August 30, 2021 at 10:21 am
(This post was last modified: August 30, 2021 at 10:32 am by vulcanlogician.)
(August 30, 2021 at 6:14 am)DLJ Wrote:(August 29, 2021 at 9:38 am)vulcanlogician Wrote: ...
It is rather difficult. But not impossible to parse out.
I'm having trouble, I think, with the terms 'role' and 'occupant'.
I'm not 100% on it, but I think we can figure something out by looking at premise 1 to gather what role P is.
We know from premise 1 that role P is the sensation of pain (or state of pain, to be more precise). So if I prick you on the finger with a pin, you will enter a certain conscious state (pain). Without any knowledge of neuroscience, anyone is familiar with what premise 1 says. So role P isn't a technical term. It's just a variable.
Role P, in premise 1, refers to the state of pain (with which we are all familiar).

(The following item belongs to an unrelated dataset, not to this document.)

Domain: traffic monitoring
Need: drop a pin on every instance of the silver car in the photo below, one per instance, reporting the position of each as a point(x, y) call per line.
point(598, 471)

Premise 2 tells us about the same event (a state of pain)... but it explains it from a neuroscientists perspective. Let's stick with the pin prick to the finger example. If I prick your finger with a pin, a neuroscientist would observe that slight tissue damage in your finger would cause the firing of your c-fibers. These c-fibers would carry the signal caused by the pin prick from your peripheral to your central nervous system.
So we have two "stories" about the pin prick. In one story, (from the first-person vantagepoint) you see me prick your finger and you experience pain. In the other "story" (gleaned from a third-person view) the pin prick caused the firing of neurons. The firing of neurons is not involved in the first story. Nor is the sensation of pain (as it is felt) involved in the second story.
So I think "occupant" means that the firing of neurons "occupies" the place where the pain state is in the first story. (Because the pain state, or sensation of pain, doesn't feature in the second story)
Let's put that in terms of "role P." In the first story (from premise 1), role P is played by the sensation of pain. In the second story, role P is played by the firing of neurons. So that (seemingly) leads to the conclusion that the sensation of pain *IS* the firing of neurons... a conclusion with which the author disagrees.